STEP 5:SIMカード受け取り・開通手続き
SIMカードが届いたら(eSIMの場合はQRコードが発行されたら)、開通手続きを行います。
| SIMの種類 | 手順 |
|---|---|
| 物理SIMカード | ①古いSIMを取り出す → ②新しいSIMを挿入 → ③各社の開通手続きページにアクセス → ④電話・SMS認証で開通 |
| eSIM | ①各社アプリ・Webサイトで発行されたQRコードを読み込む → ②画面の指示に従って設定 → ③開通完了 |
STEP 6:APN設定・動作確認
SIMを挿入・eSIMを設定した後、APN(アクセスポイントネーム)の設定が必要な場合があります。最近のiPhoneはSIM挿入後に自動設定されることが多いですが、Androidは手動設定が必要なケースがあります。
| 端末 | APN設定方法 |
|---|---|
| iPhone | 多くの場合、SIM挿入後に自動設定。

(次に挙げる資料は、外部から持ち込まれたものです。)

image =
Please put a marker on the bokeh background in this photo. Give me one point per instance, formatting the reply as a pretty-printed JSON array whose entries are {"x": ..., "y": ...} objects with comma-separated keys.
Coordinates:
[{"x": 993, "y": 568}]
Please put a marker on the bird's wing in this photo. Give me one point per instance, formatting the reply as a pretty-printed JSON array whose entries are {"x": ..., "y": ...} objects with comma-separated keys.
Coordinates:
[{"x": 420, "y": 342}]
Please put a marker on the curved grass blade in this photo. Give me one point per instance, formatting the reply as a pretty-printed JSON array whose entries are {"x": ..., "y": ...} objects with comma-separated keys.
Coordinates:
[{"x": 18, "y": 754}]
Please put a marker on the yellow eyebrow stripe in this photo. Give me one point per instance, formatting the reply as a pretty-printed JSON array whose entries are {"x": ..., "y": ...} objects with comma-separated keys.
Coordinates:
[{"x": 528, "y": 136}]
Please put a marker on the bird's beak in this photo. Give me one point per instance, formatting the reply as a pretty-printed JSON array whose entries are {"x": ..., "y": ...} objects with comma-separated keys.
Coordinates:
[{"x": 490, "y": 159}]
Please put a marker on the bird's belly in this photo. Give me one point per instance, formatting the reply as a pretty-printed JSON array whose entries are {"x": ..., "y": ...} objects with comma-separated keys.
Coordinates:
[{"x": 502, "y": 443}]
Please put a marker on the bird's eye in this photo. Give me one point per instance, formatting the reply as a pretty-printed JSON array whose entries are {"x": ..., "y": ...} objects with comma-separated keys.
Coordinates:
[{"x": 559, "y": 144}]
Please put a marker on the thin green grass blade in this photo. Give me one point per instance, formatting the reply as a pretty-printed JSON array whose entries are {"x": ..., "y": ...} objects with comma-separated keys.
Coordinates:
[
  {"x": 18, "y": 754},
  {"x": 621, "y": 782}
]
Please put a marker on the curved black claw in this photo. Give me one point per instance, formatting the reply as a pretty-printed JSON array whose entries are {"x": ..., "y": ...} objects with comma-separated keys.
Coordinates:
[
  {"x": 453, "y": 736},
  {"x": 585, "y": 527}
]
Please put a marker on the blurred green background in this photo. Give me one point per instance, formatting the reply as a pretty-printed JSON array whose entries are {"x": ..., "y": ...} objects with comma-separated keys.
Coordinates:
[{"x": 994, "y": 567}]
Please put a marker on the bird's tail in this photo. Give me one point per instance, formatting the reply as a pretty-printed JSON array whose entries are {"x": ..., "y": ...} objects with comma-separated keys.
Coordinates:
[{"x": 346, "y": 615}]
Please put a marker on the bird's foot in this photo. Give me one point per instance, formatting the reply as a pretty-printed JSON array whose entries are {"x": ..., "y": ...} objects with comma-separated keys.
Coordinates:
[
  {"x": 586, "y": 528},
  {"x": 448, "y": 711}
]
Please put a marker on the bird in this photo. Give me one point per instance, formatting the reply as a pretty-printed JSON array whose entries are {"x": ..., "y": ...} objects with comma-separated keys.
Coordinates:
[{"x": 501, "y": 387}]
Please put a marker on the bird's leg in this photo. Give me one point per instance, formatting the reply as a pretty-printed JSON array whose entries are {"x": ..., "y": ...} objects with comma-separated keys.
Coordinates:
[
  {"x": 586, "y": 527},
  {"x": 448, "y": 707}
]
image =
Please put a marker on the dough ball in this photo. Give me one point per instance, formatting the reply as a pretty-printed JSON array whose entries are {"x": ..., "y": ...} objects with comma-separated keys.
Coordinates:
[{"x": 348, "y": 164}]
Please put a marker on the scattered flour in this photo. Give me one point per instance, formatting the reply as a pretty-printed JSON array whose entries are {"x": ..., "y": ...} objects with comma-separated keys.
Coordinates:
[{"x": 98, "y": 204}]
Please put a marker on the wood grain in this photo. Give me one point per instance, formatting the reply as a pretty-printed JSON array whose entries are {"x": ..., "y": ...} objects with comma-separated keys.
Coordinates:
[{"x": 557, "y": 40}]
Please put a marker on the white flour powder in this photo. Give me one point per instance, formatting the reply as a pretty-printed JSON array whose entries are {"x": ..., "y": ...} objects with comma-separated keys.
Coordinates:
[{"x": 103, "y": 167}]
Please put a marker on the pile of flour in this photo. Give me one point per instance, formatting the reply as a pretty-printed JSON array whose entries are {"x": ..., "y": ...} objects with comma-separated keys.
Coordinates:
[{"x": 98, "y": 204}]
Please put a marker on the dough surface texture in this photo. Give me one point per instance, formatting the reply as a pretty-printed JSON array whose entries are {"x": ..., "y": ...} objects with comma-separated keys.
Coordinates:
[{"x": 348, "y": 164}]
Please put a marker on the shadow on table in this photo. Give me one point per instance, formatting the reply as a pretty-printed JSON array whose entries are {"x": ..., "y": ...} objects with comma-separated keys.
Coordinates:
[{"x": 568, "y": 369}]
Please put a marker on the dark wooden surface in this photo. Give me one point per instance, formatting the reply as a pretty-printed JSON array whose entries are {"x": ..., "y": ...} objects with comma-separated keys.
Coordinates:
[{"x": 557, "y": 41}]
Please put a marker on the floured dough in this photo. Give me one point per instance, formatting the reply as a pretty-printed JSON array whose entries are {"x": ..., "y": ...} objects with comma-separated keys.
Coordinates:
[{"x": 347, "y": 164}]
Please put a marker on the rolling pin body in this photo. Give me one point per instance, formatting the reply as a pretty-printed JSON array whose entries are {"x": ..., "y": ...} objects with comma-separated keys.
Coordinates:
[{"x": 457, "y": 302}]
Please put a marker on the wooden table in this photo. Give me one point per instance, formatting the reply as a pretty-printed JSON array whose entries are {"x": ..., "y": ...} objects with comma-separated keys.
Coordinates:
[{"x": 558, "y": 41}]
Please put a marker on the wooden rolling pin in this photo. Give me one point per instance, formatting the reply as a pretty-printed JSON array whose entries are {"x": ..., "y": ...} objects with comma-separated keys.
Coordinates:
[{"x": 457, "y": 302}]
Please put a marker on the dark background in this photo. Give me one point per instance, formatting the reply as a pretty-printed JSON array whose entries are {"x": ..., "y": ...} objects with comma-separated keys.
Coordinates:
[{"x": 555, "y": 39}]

設定アプリ →「モバイル通信」で確認 |
| Android | 設定 →「ネットワークとインターネット」→「SIM」→「APN」→各社の設定値を入力 |
・電話をかけて通話できるか確認
・SMSが送受信できるか確認
・インターネット(4G/5G)が使えるか確認
・Wi-Fiをオフにした状態で地図アプリや検索が使えるか確認
乗り換え後にやっておくこと
| やること | タイミング | 重要度 |
|---|---|---|
| 銀行・各種サービスの登録メールアドレス変更 | 乗り換え直後 | 🔴 高 |
| 旧キャリアアプリのアンインストール | 乗り換え後1週間以内 | 🟡 中 |
| 旧キャリアのSIMカード破棄 | 開通確認後 | 🟡 中 |
| キャリア決済の切り替え | 乗り換え直後 | 🔴 高 |
まとめ:MNP乗り換えは最短30分で完了する
MNP乗り換えは、事前に必要なものを揃えておけば最短30〜60分で手続きが完了します。「難しそう」と感じている方が多いですが、手順通りに進めれば誰でもできます。大手キャリアから格安SIMへの乗り換えで月5,000円前後の節約になることが多く、年間6万円以上の節約につながります。まずMNP予約番号の取得から始めてみてください。
※本記事の料金・サービス情報は2026年2月時点のものです。最新情報は各公式サイトでご確認ください。